Gila County Voting Tabulators
By Steve Otto
The Arizona Republican Party held its annual convention Saturday, January 28, 2023 in Phoenix. I am a Republican State Committee delegate for a third term and very interested in the whole voter integrity debate. Gila County Director of Elections, Eric Mariscal brought Gila County’s ballot tabulator machines to conduct the elections for state officers, bylaws and resolutions and I volunteered to man a tabulator.
I received an hour training as to the use of the equipment and the procedures for handling ballots. The process began with open ballot storage boxes and the opportunity for any delegate to check emptiness. Step 2, the lids were lowered and the ballot boxes were locked. Step 3, the tabulators were removed from transport bags and slid into slots on top of the ballot box where I attached the power cords. Some delegates checked out the tabulators with cell phones in hand looking for internet connection; there were none. Step 4, the machines were programmed with the candidates and write in lines. A zero tape was run to show every position on the ballot was zero. There were 2 folks per machine and we each had to sign the zero tape and verify the tabulator counter was zero. Step 5, feed ballots through. My station did 228 for candidates and 320 for resolutions. There was no reason for the count to be the same. Folks just went to the machine with the shortest line. Step 6, voting closed and a red finish marker was run through the tabulator. Two count tapes were run and each had to be signed twice. Eric Mariscal kept one and the other went in a box with the ballots. Both of us working the tabulator emptied the ballots into a special box, labeled the box with tabulator identifier and ballot number and signed the boxes. Step 7, a marshal put seals on the boxes and they were stacked on stage.

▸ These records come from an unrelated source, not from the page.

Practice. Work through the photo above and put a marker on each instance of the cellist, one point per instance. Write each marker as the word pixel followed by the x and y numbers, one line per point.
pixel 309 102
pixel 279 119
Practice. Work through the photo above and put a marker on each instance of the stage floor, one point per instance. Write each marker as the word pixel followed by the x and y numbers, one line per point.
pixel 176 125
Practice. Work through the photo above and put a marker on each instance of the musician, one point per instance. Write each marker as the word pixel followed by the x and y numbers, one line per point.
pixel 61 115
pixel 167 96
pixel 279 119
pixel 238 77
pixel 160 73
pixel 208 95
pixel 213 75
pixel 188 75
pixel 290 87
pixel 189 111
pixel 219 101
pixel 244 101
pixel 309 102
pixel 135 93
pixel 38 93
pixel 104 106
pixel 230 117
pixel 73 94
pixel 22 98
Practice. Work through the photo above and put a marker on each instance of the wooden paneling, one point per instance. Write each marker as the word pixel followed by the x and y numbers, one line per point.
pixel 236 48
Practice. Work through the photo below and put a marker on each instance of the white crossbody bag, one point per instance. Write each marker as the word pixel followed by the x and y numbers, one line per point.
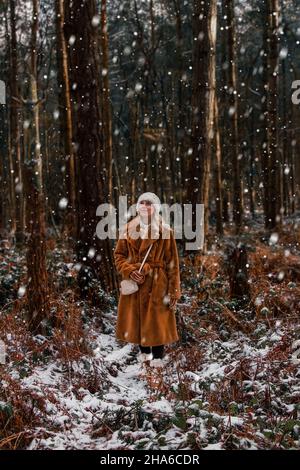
pixel 129 286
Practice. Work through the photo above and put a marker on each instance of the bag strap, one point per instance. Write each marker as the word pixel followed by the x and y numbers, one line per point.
pixel 141 267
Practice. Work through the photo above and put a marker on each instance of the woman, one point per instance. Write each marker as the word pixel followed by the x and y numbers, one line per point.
pixel 147 317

I laid out the entire process to indicate the issues that happened in Maricopa County weren’t accidental, there should never be two sizes of paper at an election site, IDs should be checked to receive a ballot, and the ballots should never be handled without signing and noting chain of custody.
Every delegate was given all of their ballots when they showed ID during the credentialing process, they showed their ID and badge when the came to the tabulator.
My takeaway from a day working the election process is that the Maricopa County voting issues are corruption driven and have nothing to do with electronic vote tabulators. Arizona elections need to get back to in person precinct voting with full chain of custody recording. Early voting can be allowed but it needs to be in person as well with the voter having appropriate ID, and ballots secured.
I had to show my ID and credentials to handle any ballots and that was for races far less important than who runs the state of Arizona.